El domingo 27 de noviembre amanecimos sin autoridades. Gobernadoras y gobernadores, legisladoras, legisladores, munícipes y muchas otras autoridades del partido gobernante y sus aliados abandonaron a la ciudadanía a su suerte, para acudir a una marcha multitudinaria organizada con todos los recursos y medios del Estado mexicano.
La vieja tradición centralista y el añejo culto al presidente revivieron en un desfile improvisado, orquestado desde Palacio Nacional, para satisfacer el ego presidencial y canalizar el resentimiento generado por la más grande manifestación ciudadana que hemos visto en tiempos recientes.
La marcha del 13 y el desfile del 27 de noviembre muestran a todas luces los contrastes entre una manifestación libre, pacífica y organizada, y un desfile diseñado para rendir tributo a una sola persona, por encima de nuestras instituciones republicanas.

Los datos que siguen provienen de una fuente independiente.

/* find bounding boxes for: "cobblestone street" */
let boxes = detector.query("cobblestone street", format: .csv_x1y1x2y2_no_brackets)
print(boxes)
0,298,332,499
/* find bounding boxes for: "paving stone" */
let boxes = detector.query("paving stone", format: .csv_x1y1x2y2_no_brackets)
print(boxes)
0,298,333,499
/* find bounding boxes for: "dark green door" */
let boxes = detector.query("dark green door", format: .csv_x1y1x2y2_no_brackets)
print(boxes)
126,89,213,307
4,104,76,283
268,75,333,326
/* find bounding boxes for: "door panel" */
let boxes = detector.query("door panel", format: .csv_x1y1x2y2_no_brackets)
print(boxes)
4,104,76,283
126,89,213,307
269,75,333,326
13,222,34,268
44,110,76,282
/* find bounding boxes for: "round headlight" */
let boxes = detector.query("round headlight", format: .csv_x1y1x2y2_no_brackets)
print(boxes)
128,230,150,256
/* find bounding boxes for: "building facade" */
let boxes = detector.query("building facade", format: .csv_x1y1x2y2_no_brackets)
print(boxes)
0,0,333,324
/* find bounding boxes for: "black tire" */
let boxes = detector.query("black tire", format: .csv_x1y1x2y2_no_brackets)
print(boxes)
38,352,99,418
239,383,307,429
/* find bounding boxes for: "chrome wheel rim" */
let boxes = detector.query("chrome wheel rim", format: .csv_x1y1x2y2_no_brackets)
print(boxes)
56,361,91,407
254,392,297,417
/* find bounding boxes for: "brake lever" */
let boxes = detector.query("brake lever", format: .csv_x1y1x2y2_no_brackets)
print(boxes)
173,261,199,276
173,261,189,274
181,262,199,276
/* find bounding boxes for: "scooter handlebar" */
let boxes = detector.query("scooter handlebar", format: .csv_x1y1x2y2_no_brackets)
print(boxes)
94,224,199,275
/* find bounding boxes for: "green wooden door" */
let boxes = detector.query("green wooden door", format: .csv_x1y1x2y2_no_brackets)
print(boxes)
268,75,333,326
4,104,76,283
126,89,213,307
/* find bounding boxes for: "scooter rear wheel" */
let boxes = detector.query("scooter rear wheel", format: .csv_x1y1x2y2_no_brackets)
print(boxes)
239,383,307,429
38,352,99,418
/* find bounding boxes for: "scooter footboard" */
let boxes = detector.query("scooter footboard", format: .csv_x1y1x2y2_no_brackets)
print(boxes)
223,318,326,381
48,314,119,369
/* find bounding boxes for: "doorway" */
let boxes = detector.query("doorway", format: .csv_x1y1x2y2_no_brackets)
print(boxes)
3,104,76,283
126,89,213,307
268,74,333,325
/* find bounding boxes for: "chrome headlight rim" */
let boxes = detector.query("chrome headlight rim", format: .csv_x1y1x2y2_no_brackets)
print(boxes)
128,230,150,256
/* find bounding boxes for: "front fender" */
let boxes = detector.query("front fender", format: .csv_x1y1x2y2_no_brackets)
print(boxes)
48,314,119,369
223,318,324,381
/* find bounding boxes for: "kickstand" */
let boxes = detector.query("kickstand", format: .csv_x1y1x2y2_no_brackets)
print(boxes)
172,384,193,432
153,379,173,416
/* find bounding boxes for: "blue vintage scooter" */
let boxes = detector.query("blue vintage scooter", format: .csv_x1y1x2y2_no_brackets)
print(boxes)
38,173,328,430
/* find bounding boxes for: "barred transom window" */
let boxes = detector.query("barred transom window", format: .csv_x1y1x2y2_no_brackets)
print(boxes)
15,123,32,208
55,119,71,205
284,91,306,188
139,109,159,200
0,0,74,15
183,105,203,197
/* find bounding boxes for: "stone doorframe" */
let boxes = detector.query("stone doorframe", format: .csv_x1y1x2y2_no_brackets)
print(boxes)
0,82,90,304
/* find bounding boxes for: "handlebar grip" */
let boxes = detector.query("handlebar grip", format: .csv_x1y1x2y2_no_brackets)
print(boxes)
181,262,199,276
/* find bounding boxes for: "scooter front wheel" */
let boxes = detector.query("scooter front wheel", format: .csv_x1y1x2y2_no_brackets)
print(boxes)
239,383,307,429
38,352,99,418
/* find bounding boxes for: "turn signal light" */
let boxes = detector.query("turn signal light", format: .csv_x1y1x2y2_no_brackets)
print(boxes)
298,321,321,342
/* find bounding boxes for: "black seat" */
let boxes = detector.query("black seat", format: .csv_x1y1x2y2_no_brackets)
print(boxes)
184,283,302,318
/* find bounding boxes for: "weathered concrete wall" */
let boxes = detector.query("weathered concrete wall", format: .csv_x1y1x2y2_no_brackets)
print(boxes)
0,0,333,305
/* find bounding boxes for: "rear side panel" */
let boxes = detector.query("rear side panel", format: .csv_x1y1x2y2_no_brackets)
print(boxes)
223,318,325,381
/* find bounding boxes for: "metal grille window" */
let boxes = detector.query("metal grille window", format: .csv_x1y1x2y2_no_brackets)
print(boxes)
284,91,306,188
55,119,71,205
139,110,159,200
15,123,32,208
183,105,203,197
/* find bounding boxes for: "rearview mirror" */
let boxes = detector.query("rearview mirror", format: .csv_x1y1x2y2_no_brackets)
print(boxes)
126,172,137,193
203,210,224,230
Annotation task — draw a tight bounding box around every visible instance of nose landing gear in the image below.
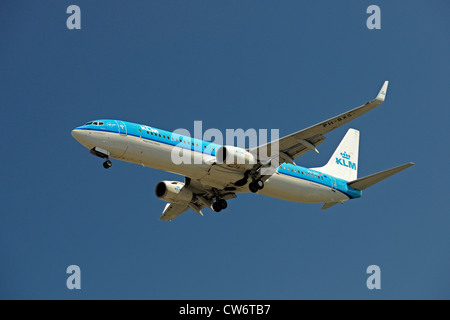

Mediante amenazas, coacciones, incentivos e imposiciones, se logró un acarreo monumental, con cientos de camiones que atravesaron los caminos de México para llevar a las personas a la capital del país. No hubo un amplio movimiento nacional, sino una movilización desde la periferia hacia el centro para revivir el viejo presidencialismo autoritario y meta constitucional del que hablaba Jorge Carpizo.
El presidente López Obrador logró su cometido: congregó en torno de su persona a miles de personas que mostraron una actitud de abierta subordinación. La foto que se ha pretendido que pase a la historia, es un montaje bien pensado para mostrar a un mandatario elevado sobre una plataforma para darle altura, con la vista puesta en el cielo, mientras que brazos y cabezas buscan acercarse a él. Esta es la foto de la ignominia, que muestra a un mandatario que se cree superior y que es capaz de subordinar al pueblo que dice amar, a sus objetivos y proyectos personales.
Todo el aparato de Estado se puso al servicio de Palacio para desplazar personas, desde los rincones más distantes del país; entregar alimentos, algunos en estado de descomposición; amenazar con la cancelación de apoyos y programas sociales; y movilizar a olas humanas indisciplinadas que, en algún momento pudieron poner en riesgo a la institución presidencial.
A pesar del grosero dispendio y del acarreo indiscreto, vimos a un mandatario pronunciar su perorata ante un Zócalo capitalino parcialmente lleno, que gradualmente se fue vaciando. No hubo réplica del evento en los estados de la República, todo fue un espectáculo central, que niega en sus raíces nuestra esencia federalista y que reactiva los mecanismos de promoción personalizada que nuestra Constitución prohíbe expresamente.
El desfile del pasado domingo nos ha dejado un muy mal sabor de boca y un mensaje preocupante: podemos vivir sin las autoridades que hoy nos gobiernan ya que en cualquier momento están dispuestas a abandonarnos a nuestra propia suerte, para abrazar un proyecto que, en lugar de ser de la Nación, y de todas y todos, es de una persona aislada en su Palacio, que día a día se ve diezmada por sus odios, resentimientos y vanidades interminables.